Hong Kong increased the maximum penalty for smuggling and trading endangered species yesterday from two years’ imprisonment to 10 years, as it continues its fight against elephant poaching and illegal ivory trafficking.
“Trade in endangered species is rampant in Hong Kong,” said Cheryl Lo, Senior Wildlife Crime Officer for WWF-Hong Kong. “The increased penalty, coupled with strengthened enforcement, will help deter future wildlife crime offenders from using the city as a hub for smuggling and selling.”
The raised penalty covers species listed under the Convention on International Trade in Endangered Species (CITES) Appendix I, including ivory, rhino, the rare totoaba fish and the pangolin, which is considered the most illegally trafficked mammal in the world.
The illegal trade of species listed under Appendices II or III, including some sharks, will also be subject to a new maximum penalty of seven years’ imprisonment.

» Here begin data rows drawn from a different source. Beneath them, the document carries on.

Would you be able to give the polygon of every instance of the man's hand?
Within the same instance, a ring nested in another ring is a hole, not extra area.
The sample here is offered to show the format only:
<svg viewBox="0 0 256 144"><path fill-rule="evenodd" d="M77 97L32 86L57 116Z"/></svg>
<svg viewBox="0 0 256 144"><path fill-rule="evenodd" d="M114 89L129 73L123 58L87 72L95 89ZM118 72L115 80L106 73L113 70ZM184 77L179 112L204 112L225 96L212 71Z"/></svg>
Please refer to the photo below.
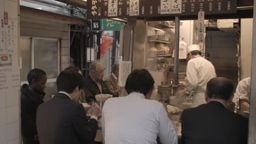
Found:
<svg viewBox="0 0 256 144"><path fill-rule="evenodd" d="M167 111L167 104L164 102L162 102L162 101L160 101L161 103L162 103L162 104L164 105L164 107L165 107L165 110L166 110L166 112L167 112L168 113L168 111Z"/></svg>
<svg viewBox="0 0 256 144"><path fill-rule="evenodd" d="M187 92L187 88L181 90L174 94L175 96L182 96L185 94L185 92Z"/></svg>
<svg viewBox="0 0 256 144"><path fill-rule="evenodd" d="M180 82L180 83L178 85L178 86L180 87L185 87L187 86L187 84L185 82L181 81Z"/></svg>
<svg viewBox="0 0 256 144"><path fill-rule="evenodd" d="M101 109L100 109L100 106L95 102L93 101L91 109L91 116L98 117L100 113Z"/></svg>

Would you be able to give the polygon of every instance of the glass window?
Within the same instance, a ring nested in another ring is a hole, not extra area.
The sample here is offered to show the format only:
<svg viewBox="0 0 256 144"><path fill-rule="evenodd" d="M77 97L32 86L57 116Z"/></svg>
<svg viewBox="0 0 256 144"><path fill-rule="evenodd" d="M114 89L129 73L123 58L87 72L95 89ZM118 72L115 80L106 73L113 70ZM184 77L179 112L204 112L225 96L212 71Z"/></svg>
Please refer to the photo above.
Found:
<svg viewBox="0 0 256 144"><path fill-rule="evenodd" d="M27 75L31 69L31 39L21 38L20 39L21 69L20 81L26 81Z"/></svg>
<svg viewBox="0 0 256 144"><path fill-rule="evenodd" d="M58 75L58 41L34 39L34 68L44 70L48 79Z"/></svg>

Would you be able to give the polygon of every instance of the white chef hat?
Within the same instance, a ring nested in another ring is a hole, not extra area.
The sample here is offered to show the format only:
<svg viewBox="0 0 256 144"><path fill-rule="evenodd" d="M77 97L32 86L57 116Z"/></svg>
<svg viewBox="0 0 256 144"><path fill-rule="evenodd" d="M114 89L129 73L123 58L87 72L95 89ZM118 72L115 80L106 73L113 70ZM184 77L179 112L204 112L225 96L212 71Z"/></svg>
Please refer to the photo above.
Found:
<svg viewBox="0 0 256 144"><path fill-rule="evenodd" d="M187 48L187 53L189 53L193 51L200 51L200 46L199 45L191 45Z"/></svg>

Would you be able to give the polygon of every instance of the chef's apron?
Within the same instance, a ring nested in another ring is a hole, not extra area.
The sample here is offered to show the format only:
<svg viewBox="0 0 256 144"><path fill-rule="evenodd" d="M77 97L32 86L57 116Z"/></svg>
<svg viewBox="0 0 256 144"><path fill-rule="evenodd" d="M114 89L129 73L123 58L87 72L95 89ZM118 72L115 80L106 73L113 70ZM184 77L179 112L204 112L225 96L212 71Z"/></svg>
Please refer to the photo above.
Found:
<svg viewBox="0 0 256 144"><path fill-rule="evenodd" d="M191 107L195 107L201 104L206 104L205 94L202 93L194 93L193 97Z"/></svg>

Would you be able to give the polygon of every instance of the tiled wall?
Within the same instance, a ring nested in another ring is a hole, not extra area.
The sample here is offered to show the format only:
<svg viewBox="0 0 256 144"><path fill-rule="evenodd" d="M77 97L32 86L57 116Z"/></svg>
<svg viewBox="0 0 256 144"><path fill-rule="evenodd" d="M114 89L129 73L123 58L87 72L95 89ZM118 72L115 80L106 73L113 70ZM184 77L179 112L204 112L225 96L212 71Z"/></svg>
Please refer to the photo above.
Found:
<svg viewBox="0 0 256 144"><path fill-rule="evenodd" d="M12 56L13 67L18 67L18 0L0 0L0 19L3 12L8 13L9 21L14 22L14 35L16 52ZM17 71L19 74L19 71ZM20 142L19 92L18 89L0 92L0 144L18 144Z"/></svg>

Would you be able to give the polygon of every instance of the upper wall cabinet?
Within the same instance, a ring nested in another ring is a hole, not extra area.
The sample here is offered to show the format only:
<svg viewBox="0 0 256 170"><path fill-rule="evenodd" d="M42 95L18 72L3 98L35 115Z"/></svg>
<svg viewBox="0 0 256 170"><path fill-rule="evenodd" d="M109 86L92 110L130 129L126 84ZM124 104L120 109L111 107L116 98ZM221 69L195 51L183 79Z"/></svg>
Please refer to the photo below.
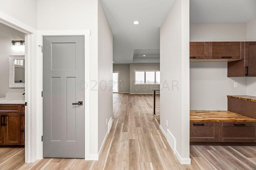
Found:
<svg viewBox="0 0 256 170"><path fill-rule="evenodd" d="M256 76L256 42L244 43L244 60L228 63L228 77Z"/></svg>
<svg viewBox="0 0 256 170"><path fill-rule="evenodd" d="M208 42L190 42L190 59L208 59Z"/></svg>
<svg viewBox="0 0 256 170"><path fill-rule="evenodd" d="M209 59L243 59L244 42L210 42Z"/></svg>

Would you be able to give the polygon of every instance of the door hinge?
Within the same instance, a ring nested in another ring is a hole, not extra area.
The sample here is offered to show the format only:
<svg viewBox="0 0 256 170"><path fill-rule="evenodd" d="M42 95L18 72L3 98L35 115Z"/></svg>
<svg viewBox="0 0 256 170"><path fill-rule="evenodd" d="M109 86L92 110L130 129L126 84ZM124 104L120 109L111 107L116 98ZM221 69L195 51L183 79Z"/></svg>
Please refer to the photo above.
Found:
<svg viewBox="0 0 256 170"><path fill-rule="evenodd" d="M38 47L41 47L41 52L42 53L43 52L43 46L42 46L41 45L38 45Z"/></svg>

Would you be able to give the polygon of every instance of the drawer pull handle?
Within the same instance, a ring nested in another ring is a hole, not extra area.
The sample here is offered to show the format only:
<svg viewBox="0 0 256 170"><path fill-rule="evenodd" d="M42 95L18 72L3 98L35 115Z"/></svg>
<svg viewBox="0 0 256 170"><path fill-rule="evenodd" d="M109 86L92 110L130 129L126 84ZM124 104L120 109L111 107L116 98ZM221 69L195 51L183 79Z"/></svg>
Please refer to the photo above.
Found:
<svg viewBox="0 0 256 170"><path fill-rule="evenodd" d="M236 124L234 123L234 125L235 126L245 126L245 124L242 123L242 124Z"/></svg>
<svg viewBox="0 0 256 170"><path fill-rule="evenodd" d="M231 56L228 56L228 57L226 57L226 56L222 56L221 57L221 58L222 58L222 59L225 59L225 58L227 58L228 59L231 59L231 58L232 58L232 57Z"/></svg>
<svg viewBox="0 0 256 170"><path fill-rule="evenodd" d="M201 123L201 124L193 123L193 125L194 125L194 126L204 126L204 123Z"/></svg>

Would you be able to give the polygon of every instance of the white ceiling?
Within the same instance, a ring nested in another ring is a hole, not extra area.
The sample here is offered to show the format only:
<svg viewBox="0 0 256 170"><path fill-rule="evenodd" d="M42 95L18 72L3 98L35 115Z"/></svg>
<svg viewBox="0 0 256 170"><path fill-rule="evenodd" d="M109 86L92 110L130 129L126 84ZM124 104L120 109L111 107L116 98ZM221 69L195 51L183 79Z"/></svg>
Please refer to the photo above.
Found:
<svg viewBox="0 0 256 170"><path fill-rule="evenodd" d="M159 51L160 27L174 0L101 1L113 34L115 64L159 63L152 59L159 57L152 50ZM256 18L256 0L190 0L190 23L245 22ZM140 23L134 25L134 20ZM138 56L143 54L146 57Z"/></svg>

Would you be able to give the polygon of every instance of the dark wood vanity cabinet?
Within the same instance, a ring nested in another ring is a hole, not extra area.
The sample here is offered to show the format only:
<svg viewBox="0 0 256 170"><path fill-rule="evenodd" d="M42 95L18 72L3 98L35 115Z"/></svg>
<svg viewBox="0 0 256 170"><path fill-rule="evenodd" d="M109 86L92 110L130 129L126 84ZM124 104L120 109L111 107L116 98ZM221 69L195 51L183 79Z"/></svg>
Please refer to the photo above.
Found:
<svg viewBox="0 0 256 170"><path fill-rule="evenodd" d="M190 59L208 59L208 42L190 42Z"/></svg>
<svg viewBox="0 0 256 170"><path fill-rule="evenodd" d="M19 104L0 104L0 145L24 145L23 106L24 105Z"/></svg>
<svg viewBox="0 0 256 170"><path fill-rule="evenodd" d="M218 122L190 122L190 141L218 142Z"/></svg>
<svg viewBox="0 0 256 170"><path fill-rule="evenodd" d="M219 122L219 142L256 142L254 122Z"/></svg>
<svg viewBox="0 0 256 170"><path fill-rule="evenodd" d="M244 46L244 42L209 42L208 59L243 59Z"/></svg>

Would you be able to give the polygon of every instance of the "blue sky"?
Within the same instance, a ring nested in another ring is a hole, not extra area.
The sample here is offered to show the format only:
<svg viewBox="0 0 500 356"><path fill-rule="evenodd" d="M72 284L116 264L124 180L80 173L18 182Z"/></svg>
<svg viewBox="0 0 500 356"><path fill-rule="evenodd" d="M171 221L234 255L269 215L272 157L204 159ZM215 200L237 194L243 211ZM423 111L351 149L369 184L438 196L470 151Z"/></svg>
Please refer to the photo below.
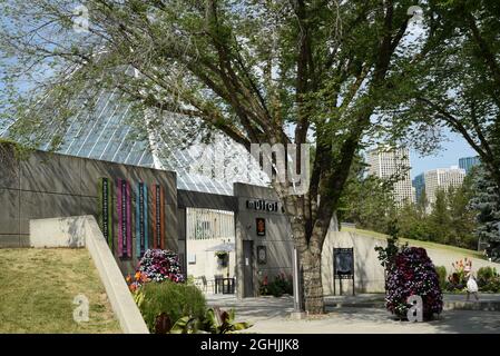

Hong Kong is considered to be the largest ivory city market in the world and a major transit hub for illegal wildlife, which WWF-Hong Kong blames on low fines and sentences for traffickers and zero prosecutions of criminal kingpins.
The penalty increase is the first stage of the autonomous territory’s three-part ivory phase-out plan following China’s ivory trade ban at the end of 2017.